Joana Brocardo, do Instituto de Educação da Universidade de Lisboa e ligada à formação de professores do ensino básico, começa por salvaguardar que os docentes do 1.º ciclo são “generalistas” pois ensinam da Língua Portuguesa à Matemática, passando pelo Ensino Experimental das Ciências, mas acrescenta que o trabalho feito junto dos futuros docentes tem sido essencial para a melhoria dos resultados dos alunos. 

“A investigação em educação indica que as famílias são uma parte essencial do processo de aprendizagem”, declara Pedro Palhares.
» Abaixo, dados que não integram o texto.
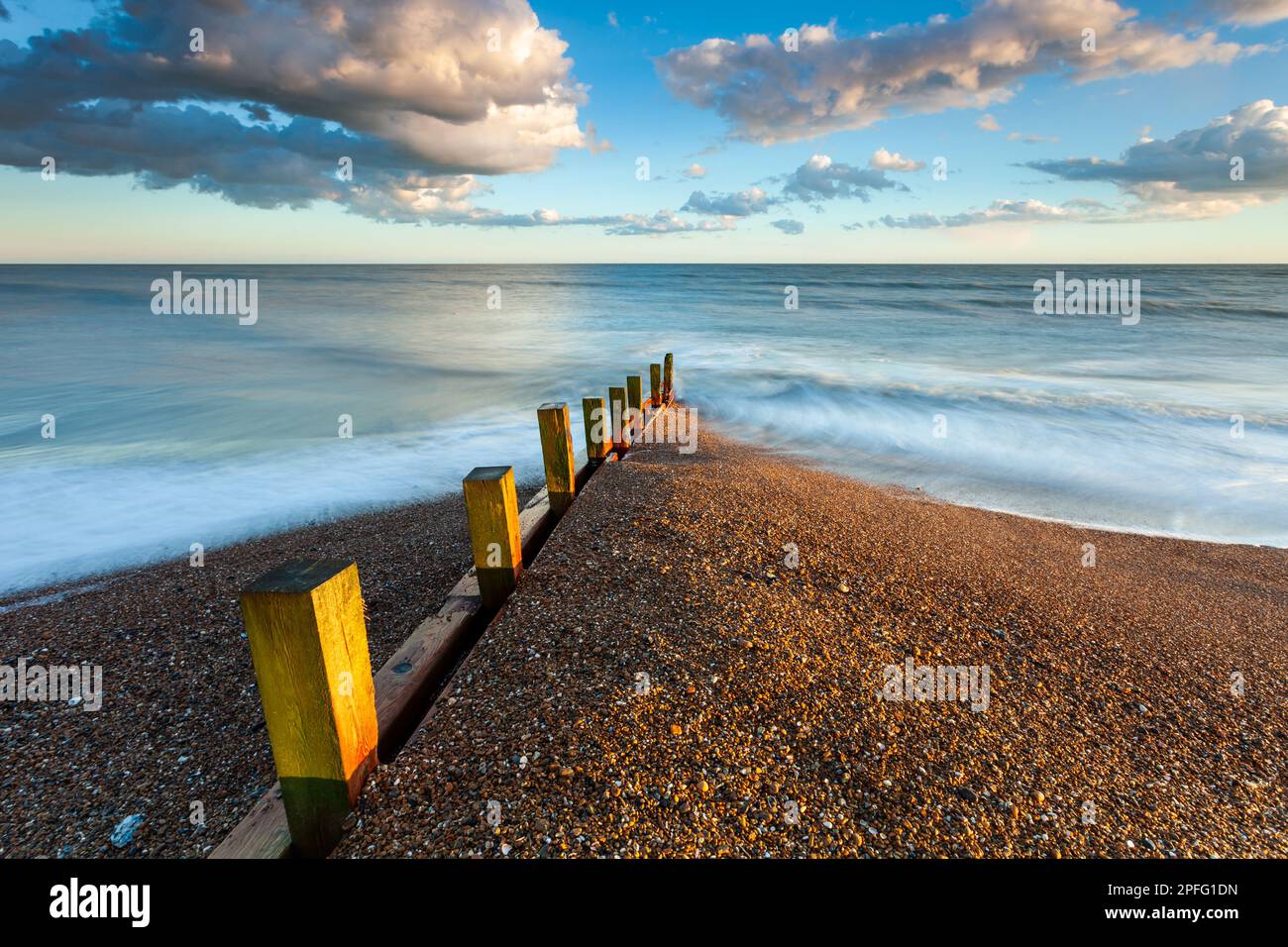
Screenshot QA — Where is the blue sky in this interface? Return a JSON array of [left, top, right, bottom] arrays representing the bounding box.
[[0, 0, 1288, 263]]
Por isso, podem dar o seu contributo desde cedo, defende, por seu lado, Carlos Grosso, professor de Matemática da Escola Secundária Pedro Nunes, em Lisboa, e ligado à formação de professores do 1.º ciclo na Escola Superior de Educação João de Deus.

1. Falar de Matemática

As crianças gostam “naturalmente de contar, de resolver problemas, de aprender”, constata Joana Brocardo. Por isso, cabe aos pais incentivar esse gosto, mas de forma natural e não como uma obrigação. “Falem sempre da Matemática de forma positiva”, propõe Pedro Palhares.
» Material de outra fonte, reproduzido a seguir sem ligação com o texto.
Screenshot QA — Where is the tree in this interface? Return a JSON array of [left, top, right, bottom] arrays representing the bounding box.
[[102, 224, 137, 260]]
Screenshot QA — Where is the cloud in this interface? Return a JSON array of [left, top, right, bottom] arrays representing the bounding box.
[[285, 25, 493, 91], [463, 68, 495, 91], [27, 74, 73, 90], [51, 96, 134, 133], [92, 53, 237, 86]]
O “encorajamento dos pais assegurará que as crianças não desenvolvam bloqueios mentais sobre a disciplina”, acrescenta o professor do Minho. Por isso, há que introduzi-las nas conversas de forma descontraída. Carlos Grosso dá um exemplo: Ao descascar uma peça de fruta, o pai vai dizendo “toma 1/4 da maçã” e está a introduzir as fracções. Ou, “vai buscar dois copos. Quantos estão na mesa?” e a criança vai aprendendo a contar. Pedro Palhares reforça: os pais devem encorajar as crianças a contar objectos reais, as bolachas, as moedas, os brinquedos. Desta forma, “descobrem que a contagem é mais do que uma repetição musicada quando contam objectos reais”, diz.


“As sementes para muitos conceitos matemáticos são lançadas quando as crianças são muito novas e as primeiras experiências podem determinar como é que as crianças olham para a matemática para o resto das suas vidas”, afirma Pedro Palhares (...).
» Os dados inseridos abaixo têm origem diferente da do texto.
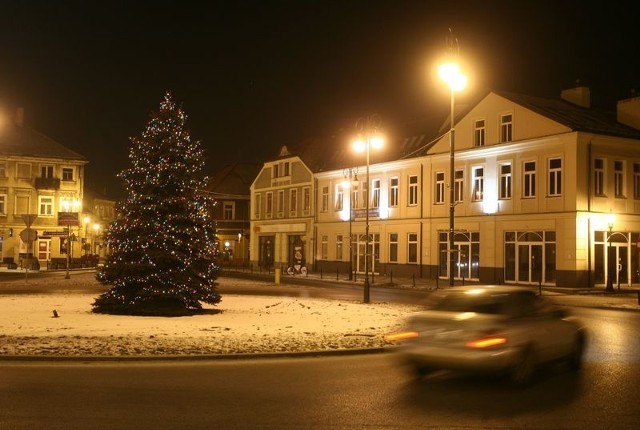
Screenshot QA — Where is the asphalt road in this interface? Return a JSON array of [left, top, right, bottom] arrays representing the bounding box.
[[0, 308, 640, 430]]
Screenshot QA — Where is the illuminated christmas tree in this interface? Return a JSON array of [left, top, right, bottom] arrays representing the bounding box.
[[93, 93, 220, 315]]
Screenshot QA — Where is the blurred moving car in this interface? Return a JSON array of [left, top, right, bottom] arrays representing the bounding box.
[[387, 286, 586, 385]]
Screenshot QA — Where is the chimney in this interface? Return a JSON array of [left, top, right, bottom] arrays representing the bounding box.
[[616, 91, 640, 130], [16, 108, 24, 127], [560, 84, 591, 108]]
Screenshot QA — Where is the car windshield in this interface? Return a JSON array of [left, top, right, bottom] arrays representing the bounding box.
[[433, 293, 509, 314]]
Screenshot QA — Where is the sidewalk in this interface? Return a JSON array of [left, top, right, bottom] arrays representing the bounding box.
[[221, 268, 640, 311]]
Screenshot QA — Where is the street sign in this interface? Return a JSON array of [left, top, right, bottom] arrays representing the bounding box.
[[58, 212, 80, 225], [42, 230, 67, 237]]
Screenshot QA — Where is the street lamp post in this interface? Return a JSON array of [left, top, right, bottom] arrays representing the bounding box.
[[605, 214, 616, 293], [353, 115, 383, 303], [438, 30, 467, 286], [342, 168, 358, 281]]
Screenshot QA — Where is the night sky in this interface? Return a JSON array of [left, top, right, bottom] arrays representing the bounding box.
[[0, 0, 640, 194]]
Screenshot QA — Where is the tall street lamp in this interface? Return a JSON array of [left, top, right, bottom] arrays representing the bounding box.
[[438, 30, 467, 286], [605, 214, 616, 293], [342, 167, 358, 281], [353, 114, 383, 303]]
2. Transformar a Matemática numa actividade de família

Fazer jogos de tabuleiro ou puzzles ajudam a estimular o cérebro. Carlos Grosso lembra que este órgão deve ser estimulado. Além dos jogos, há actividades do dia-a-dia que podem contribuir para a percepção da importância da Matemática, por exemplo, fazer um bolo e medir os ingredientes ou ir às compras e “fazer pequenas continhas”, propõe o professor de Lisboa.

Pedro Palhares dá outros exemplos como, em casa, separar os brinquedos pelo tamanho, tipo ou cor; descobrir quantos copos de leite há na embalagem de um litro. “No resto da casa, as crianças poderão encontrar o comprimento e a largura do chão de um quarto. Ou a sua capacidade. Ou desenhar um diagrama para refazer a mobília num quarto. Ou desenhar um mapa da casa”, continua o investigador do Minho. 

3. Jogar jogos matemáticos

"Os jogos em geral constituem uma boa oportunidade de aperfeiçoar estratégias”, aponta Pedro Palhares. Muitos jogos de tabuleiro envolvem contagens ou, por exemplo, o Monopólio permite contar dinheiro. E assim vai aprendendo a adição, aponta Carlos Grosso.

Palhares dá mais dois exemplos, os jogos de cartas e o dominó. No primeiro, há jogos que envolvem marcar pontos ou a separação em naipes. Já o segundo “é óptimo para transformar a Matemática num jogo, porque podem usá-lo de várias maneiras. Os dominós tradicionais podem ajudar na contagem, correspondência, reconhecimento de números pares e ímpares, adição e subtracção”, explica.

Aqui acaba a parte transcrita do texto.